H. C. Andersen
Contes merveilleux, Tome I
L'aiguille à repriser
Il y avait un jour une aiguille à repriser: elle se trouvait elle-même si fine qu'elle s'imaginait être une aiguille à coudre.
«Maintenant, faites bien attention, et tenez-moi bien, dit la grosse aiguille aux doigts qui allaient la prendre. Ne me laissez pas tomber; car, si je tombe par terre, je suis sûre qu'on ne me retrouvera jamais. Je suis si fine!
–Laisse faire, dirent les doigts, et ils la saisirent par le corps.
–Regardez un peu; j'arrive avec ma suite», dit la grosse aiguille en tirant après elle un long fil; mais le fil n'avait point de nœud.
Les doigts dirigèrent l'aiguille vers la pantoufle de la cuisinière: le cuir en était déchiré dans la partie supérieure, et il fallait le raccommoder.
«Quel travail grossier! dit l'aiguille; jamais je ne pourrai traverser: je me brise, je me brise». Et en effet elle se brisa. »Ne l'ai-je pas dit? s'écria-t-elle; je suis trop fine.
–Elle ne vaut plus rien maintenant», dirent les doigts. Pourtant ils la tenaient toujours. La cuisinière lui fit une tête de cire, et s'en servit pour attacher son fichu.
«Me voilà devenue broche! dit l'aiguille.
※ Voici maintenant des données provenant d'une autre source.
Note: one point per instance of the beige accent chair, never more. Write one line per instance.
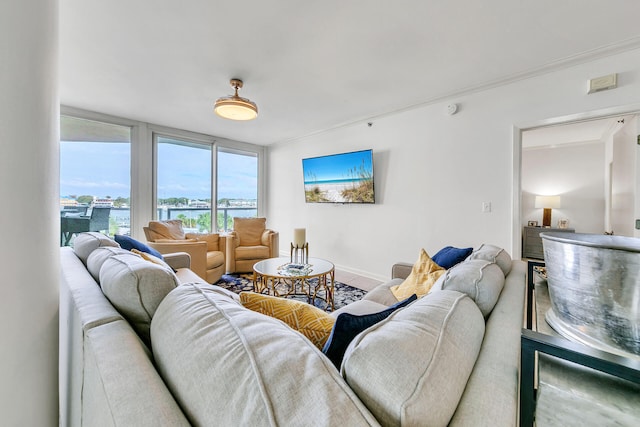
(250, 242)
(206, 250)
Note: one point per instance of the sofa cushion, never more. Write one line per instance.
(249, 230)
(449, 256)
(348, 326)
(310, 321)
(382, 294)
(212, 239)
(412, 368)
(423, 275)
(481, 280)
(494, 254)
(151, 258)
(214, 353)
(360, 307)
(99, 256)
(168, 229)
(130, 243)
(85, 243)
(136, 287)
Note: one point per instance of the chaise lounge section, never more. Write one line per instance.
(207, 360)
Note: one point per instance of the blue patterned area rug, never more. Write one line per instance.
(343, 294)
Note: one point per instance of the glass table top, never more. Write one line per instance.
(283, 267)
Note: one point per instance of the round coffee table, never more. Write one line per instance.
(315, 280)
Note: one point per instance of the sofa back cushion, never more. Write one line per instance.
(213, 353)
(494, 254)
(412, 368)
(136, 287)
(85, 243)
(481, 280)
(170, 229)
(99, 256)
(249, 230)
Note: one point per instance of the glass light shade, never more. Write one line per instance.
(236, 108)
(550, 202)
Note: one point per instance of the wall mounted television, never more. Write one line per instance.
(339, 178)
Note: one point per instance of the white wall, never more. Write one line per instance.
(623, 186)
(576, 174)
(30, 232)
(433, 171)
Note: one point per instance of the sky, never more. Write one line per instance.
(103, 169)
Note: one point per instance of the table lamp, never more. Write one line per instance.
(547, 203)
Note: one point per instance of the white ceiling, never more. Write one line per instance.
(313, 66)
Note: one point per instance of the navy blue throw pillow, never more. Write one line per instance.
(129, 243)
(449, 256)
(348, 326)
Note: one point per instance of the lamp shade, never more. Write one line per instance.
(547, 202)
(235, 107)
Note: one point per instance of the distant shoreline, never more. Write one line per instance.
(331, 192)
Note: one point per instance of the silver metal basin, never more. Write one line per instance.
(594, 287)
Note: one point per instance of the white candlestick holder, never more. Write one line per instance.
(300, 254)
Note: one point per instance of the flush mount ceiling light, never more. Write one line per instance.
(235, 107)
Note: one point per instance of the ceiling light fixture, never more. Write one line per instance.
(235, 107)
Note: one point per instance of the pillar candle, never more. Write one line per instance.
(299, 237)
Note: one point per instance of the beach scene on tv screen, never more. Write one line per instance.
(339, 178)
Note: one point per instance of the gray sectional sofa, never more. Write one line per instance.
(188, 353)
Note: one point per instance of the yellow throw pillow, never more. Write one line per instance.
(310, 321)
(423, 275)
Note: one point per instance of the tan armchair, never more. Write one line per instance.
(250, 242)
(206, 250)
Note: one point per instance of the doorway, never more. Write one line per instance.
(590, 163)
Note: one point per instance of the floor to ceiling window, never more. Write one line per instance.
(237, 186)
(95, 177)
(133, 172)
(183, 182)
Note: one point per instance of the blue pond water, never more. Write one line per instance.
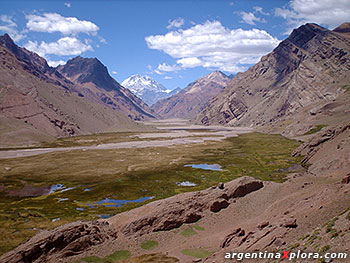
(108, 202)
(205, 166)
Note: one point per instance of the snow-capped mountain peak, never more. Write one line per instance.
(147, 88)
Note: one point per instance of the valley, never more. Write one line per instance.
(91, 182)
(252, 154)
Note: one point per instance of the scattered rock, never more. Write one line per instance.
(236, 233)
(346, 180)
(64, 241)
(216, 206)
(174, 211)
(263, 225)
(278, 242)
(289, 223)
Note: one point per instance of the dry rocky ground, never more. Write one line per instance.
(309, 211)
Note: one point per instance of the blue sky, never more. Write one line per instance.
(174, 42)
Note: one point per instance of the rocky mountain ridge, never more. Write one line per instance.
(192, 99)
(93, 81)
(37, 103)
(147, 88)
(310, 66)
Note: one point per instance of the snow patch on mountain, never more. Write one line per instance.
(148, 89)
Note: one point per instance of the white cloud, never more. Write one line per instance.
(324, 12)
(7, 25)
(250, 17)
(259, 9)
(213, 46)
(159, 72)
(190, 62)
(55, 63)
(168, 68)
(176, 23)
(53, 22)
(102, 40)
(63, 47)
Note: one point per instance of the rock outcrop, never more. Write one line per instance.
(94, 82)
(192, 99)
(185, 208)
(327, 150)
(37, 103)
(311, 66)
(64, 241)
(75, 238)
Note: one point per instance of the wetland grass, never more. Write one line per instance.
(127, 175)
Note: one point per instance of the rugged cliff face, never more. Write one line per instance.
(311, 66)
(192, 99)
(37, 103)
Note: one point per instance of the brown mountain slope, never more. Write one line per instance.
(37, 106)
(93, 81)
(191, 100)
(310, 67)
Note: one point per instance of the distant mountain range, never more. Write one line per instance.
(192, 99)
(38, 102)
(148, 89)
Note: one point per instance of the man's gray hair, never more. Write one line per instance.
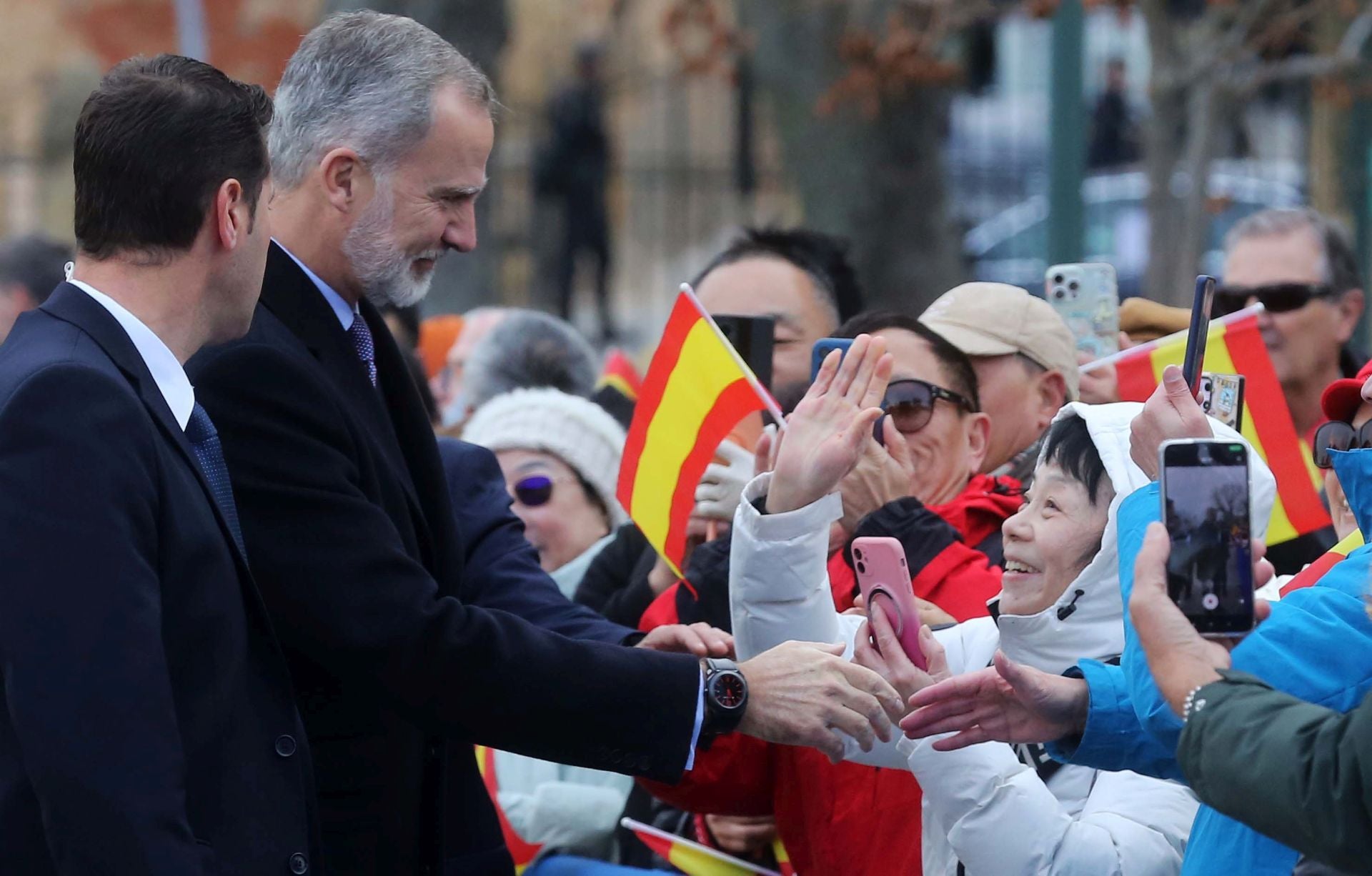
(529, 350)
(1341, 259)
(364, 80)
Je savais bien que j'arriverais à de grands honneurs. Lorsqu'on est quelque chose, on ne peut manquer de devenir quelque chose. »
Et elle se donnait un air aussi fier que le cocher d'un carrosse d'apparat, et elle regardait de tous côtés.
«Oserai-je vous demander si vous êtes d'or? dit l'épingle sa voisine. Vous avez un bel extérieur et une tête extraordinaire! Seulement, elle est un peu trop petite; faites des efforts pour qu'elle devienne plus grosse, afin de n'avoir pas plus besoin de cire que les autres. »
Et là-dessus notre orgueilleuse se roidit et redressa si fort la tête, qu'elle tomba du fichu dans l'évier que la cuisinière était en train de laver.
«Je vais donc voyager, dit l'aiguille; pourvu que je ne me perde pas!»
Elle se perdit en effet.
«Je suis trop fine pour ce monde-là! dit-elle pendant qu'elle gisait sur l'évier. Mais je sais ce que je suis, et c'est toujours une petite satisfaction. »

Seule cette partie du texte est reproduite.